Google, The Anti-Advertising Advertising Company
Google’s a bit of a mystery to many marketers; how does a company rise to the position Google is in within the advertising industry without doing much advertising themselves?
This AP article goes into detail about how little Google spends on advertising compared to giant competitors like Microsoft and eBay, but neglects that Google does focus a bit on product placement and business-to-business advertising.
Anytime you see the Google logo in a movie or on TV, that’s product placement, usually on the other side of an Apple notebook. Google advertises with WebProNews, for example, a business-to-business publication.
As for the business-to-consumer side of things, well, Google doesn’t do much. Painfully little, actually. The aforementioned article paints it as a good thing – they keep some nice margins being the anti-advertising advertising company.
Perhaps Google is still a search company at heart, and not admitting its newfound role as advertising and media powerhouse, but the truth is, search and search advertising is the only space the company dominates.

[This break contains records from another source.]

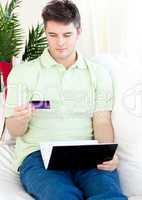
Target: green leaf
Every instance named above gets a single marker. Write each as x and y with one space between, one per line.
10 31
36 43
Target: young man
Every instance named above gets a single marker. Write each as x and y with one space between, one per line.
79 100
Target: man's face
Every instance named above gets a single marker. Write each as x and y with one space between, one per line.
61 39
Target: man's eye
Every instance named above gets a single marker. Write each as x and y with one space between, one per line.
67 35
52 35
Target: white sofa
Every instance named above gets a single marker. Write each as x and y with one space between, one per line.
126 117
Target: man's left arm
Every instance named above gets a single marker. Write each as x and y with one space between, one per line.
104 133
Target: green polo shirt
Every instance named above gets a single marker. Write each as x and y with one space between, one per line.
74 95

And they’ve done that via word-of-mouth, winning the public by providing a search engine that works better than anybody else’s. But what about the rest of their products?

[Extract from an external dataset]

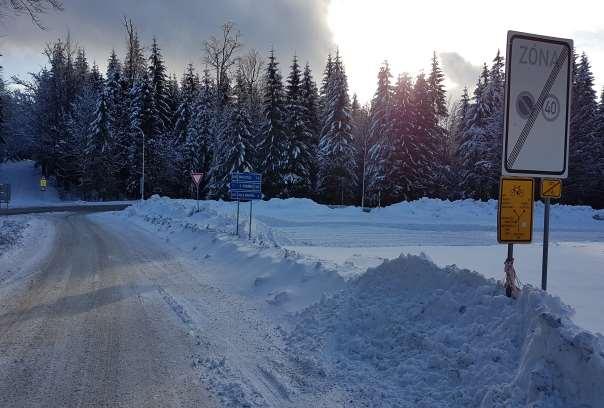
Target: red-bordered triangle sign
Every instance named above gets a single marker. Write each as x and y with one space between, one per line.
197 177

Remember Google Base? Nobody outside this room does. It was never a contender, not even for a second a challenge to eBay. But that may be because Google relied mostly on what it most often relies on – word-of-mouth and press coverage.
Google Checkout is a bit more successful. Why? Because the company rather heavily promoted it last Christmas, and you can expect that again this Holiday Season, I’d imagine.
But in general, Google tosses products out there to sink or swim – Marissa Mayer just last year noted how they expected 80 percent of their products to fail. That’s a really interesting way of going about your business, but not necessarily a good way.
They can afford a certain volume of failed products because their core product is and always will be search. But it seems strange to abandon good ideas by not promoting them. Heck, if Google’s running two-thirds of all searches, it wouldn’t be difficult to throw some text out there to promote other products.
Then again, they’ve made it to over $600 per share by doing what they do. Who am I to criticize? They’re a big target and I’ve got a big mouth, but it seems to me a waste of product and opportunity for growth.